The Greatest Knight
The Unsung Story of the Queen's Champion
The legendary animosity between England’s Henry II and his wife and queen, Eleanor of Aquitaine, has been featured in fiction, nonfiction, and in the film The Lion in Winter. Elizabeth Chadwick reflects that tumultuous relationship through the perspective of a man nearly lost to history, William Marshal, the fourth son of a minor noble who rose to become the most famous knight of his time, as well as tutor in martial subjects to Henry and Eleanor’s three competitive sons.

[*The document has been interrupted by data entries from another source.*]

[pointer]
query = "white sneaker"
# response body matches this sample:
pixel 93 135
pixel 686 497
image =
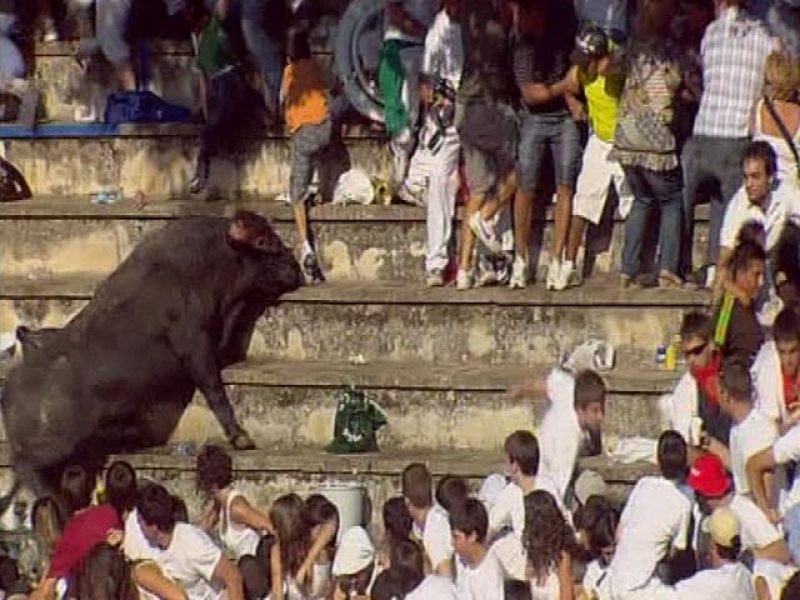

In the historical novel The Greatest Knight, author Elizabeth Chadwick shines a light on the Middle Ages—an oft-used but still seldom well-understood time. William Marshal found his calling early in life, and trained hard to become a knight worthy of the tourneys that the King of France so loved, but which his own monarch prohibited. The novel follows Marshal from the time he was sent to the court of England’s King Stephen at the age of five as an honor-hostage, to his middle years as a landed noble and family man. During that time, Marshal not only learns knightly ways, but how to survive life in a royal court as well. Chadwick portrays Marshal as an intelligent man, though illiterate, and one to whom honor means everything. The spectacle of the tournament field and the horror of the battlefield are equally evoked in this novel, which brings to vibrant life the times and troubles of a man who lived through them. Marshal, in Chadwick’s expert hands, is a man contemporary readers can easily understand and root for, much like a modern sports hero with a definite code of ethics. Chadwick admits as much in her clever Author’s Note at the end of the book.
Readers of historical fiction should certainly enjoy this novel, and even those who’ve read other novels set in the Middle Ages may learn a few things. Never stuffy or dry, The Greatest Knight provides the kind of “real life” storytelling of times past for which all historical novels should strive.